ヒンドゥー教徒たちが神への供物を頭に乗せ寺院に向かう。
背筋を立てた彼女たちの頭には鶏の肉、果物などが乗っている。

行列のうしろには楽器を鳴らす奏者がつづく。
その音色はこの島の原色の植物のように濃く、艶やかだ。
寺院に着いた彼らは供物を捧げ、頭に聖水をかけ音楽とともに舞いやがて陶酔の境地にいざなわれていく。
こうした儀式で彼らは神に通ずるのだという。
人間の精神の原風景がここにはある。

そんなの情景を見ながら 日本人はますます神という存在から遠くなったと思った。 それは自然と人との距離が遠くなったからだろう。
荒廃した自然のなかでは神々は存在しない。

かつて人の生業は自然のなかでの生業であった。
自然は時に人に対して牙をむき、時に豊穣の恵みをもたらした。
だから人々は自然が味方してくれることを切に願った。

そうした営みのなかで人は自然から思想、『 生きる術そのもの 』を学び育んだ。 だからこそ人は自然のなかに、神という超越した存在をつよく意識した。神が人を造ったのではなく、自然と向き合う人の心が古代の神々を創造したのだった。
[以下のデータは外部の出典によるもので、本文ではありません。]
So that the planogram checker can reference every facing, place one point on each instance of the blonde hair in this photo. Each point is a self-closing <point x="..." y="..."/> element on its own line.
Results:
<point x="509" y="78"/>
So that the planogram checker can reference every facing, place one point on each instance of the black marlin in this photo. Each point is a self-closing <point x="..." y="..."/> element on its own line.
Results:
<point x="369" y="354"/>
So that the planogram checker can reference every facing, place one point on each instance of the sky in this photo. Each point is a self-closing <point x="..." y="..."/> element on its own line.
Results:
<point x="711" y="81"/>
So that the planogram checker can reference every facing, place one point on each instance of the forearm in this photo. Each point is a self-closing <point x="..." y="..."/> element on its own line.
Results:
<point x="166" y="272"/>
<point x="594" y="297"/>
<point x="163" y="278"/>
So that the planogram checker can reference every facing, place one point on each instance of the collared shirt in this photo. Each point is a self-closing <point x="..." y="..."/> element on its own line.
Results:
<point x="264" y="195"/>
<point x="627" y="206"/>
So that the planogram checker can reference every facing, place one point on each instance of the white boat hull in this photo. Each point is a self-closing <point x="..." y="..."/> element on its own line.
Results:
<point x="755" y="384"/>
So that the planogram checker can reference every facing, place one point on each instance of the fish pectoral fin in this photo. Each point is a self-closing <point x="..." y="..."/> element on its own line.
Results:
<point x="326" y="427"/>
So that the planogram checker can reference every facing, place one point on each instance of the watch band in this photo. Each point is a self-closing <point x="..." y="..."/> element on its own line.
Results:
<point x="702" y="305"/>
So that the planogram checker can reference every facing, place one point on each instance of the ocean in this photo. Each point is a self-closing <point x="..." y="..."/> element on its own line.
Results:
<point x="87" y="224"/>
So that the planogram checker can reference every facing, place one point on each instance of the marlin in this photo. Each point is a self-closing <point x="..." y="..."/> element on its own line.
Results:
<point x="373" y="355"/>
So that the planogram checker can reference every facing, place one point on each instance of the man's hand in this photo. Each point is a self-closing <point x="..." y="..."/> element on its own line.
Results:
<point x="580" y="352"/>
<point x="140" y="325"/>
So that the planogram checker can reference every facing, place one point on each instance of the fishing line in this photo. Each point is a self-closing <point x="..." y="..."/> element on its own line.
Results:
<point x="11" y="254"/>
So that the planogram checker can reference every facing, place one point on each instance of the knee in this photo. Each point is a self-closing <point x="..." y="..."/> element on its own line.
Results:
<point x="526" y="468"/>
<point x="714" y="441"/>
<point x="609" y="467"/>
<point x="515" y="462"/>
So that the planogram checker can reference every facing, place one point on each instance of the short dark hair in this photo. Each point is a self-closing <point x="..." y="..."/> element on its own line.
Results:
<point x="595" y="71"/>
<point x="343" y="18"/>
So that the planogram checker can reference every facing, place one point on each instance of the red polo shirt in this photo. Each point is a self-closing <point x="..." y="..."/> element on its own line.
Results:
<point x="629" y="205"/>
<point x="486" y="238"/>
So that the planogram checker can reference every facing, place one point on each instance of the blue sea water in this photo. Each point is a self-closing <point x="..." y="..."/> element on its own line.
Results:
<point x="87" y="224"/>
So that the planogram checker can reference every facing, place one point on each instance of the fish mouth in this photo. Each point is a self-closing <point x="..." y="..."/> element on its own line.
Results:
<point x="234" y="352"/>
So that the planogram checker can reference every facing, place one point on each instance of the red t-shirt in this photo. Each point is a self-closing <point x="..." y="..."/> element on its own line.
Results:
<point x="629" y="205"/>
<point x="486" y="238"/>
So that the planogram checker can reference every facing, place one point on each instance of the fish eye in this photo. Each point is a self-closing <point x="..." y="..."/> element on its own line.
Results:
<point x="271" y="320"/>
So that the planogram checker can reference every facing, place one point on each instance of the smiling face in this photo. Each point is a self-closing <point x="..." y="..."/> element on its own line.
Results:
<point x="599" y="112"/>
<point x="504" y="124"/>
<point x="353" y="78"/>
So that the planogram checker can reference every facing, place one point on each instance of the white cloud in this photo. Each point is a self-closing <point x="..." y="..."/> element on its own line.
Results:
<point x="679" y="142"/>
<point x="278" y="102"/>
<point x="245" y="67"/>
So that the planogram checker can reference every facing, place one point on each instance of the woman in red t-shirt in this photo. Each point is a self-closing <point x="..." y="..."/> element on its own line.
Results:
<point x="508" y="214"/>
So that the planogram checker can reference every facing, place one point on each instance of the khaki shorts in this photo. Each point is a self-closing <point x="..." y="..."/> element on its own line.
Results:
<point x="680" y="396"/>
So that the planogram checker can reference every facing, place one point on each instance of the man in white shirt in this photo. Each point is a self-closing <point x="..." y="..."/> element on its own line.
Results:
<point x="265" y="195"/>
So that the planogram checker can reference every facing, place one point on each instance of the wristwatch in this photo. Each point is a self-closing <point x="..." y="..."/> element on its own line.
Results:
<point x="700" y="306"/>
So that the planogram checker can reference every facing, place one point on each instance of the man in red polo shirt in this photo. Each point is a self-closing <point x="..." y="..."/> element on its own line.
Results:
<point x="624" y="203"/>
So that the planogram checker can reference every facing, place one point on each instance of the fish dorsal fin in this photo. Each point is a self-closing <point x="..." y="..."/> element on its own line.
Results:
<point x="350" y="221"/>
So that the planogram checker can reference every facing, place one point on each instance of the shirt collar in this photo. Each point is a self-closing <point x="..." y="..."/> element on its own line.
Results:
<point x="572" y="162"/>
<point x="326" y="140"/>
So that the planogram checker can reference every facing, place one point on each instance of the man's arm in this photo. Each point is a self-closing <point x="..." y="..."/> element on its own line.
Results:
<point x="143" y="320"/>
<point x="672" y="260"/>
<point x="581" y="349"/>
神秘というものに対して否定的な立場の【 科学 】であろうと、肯定的な古代人の【 意識 】であろうと、それらはともに人が自然という宇宙から学んだものであり、【 想像 】と【 事実 】の結晶なのである。

荒廃した自然の中では想像力は育たず、事実の確認もできない。
そんなことを思うのも、この島に吹く風と音楽のせいだろうか。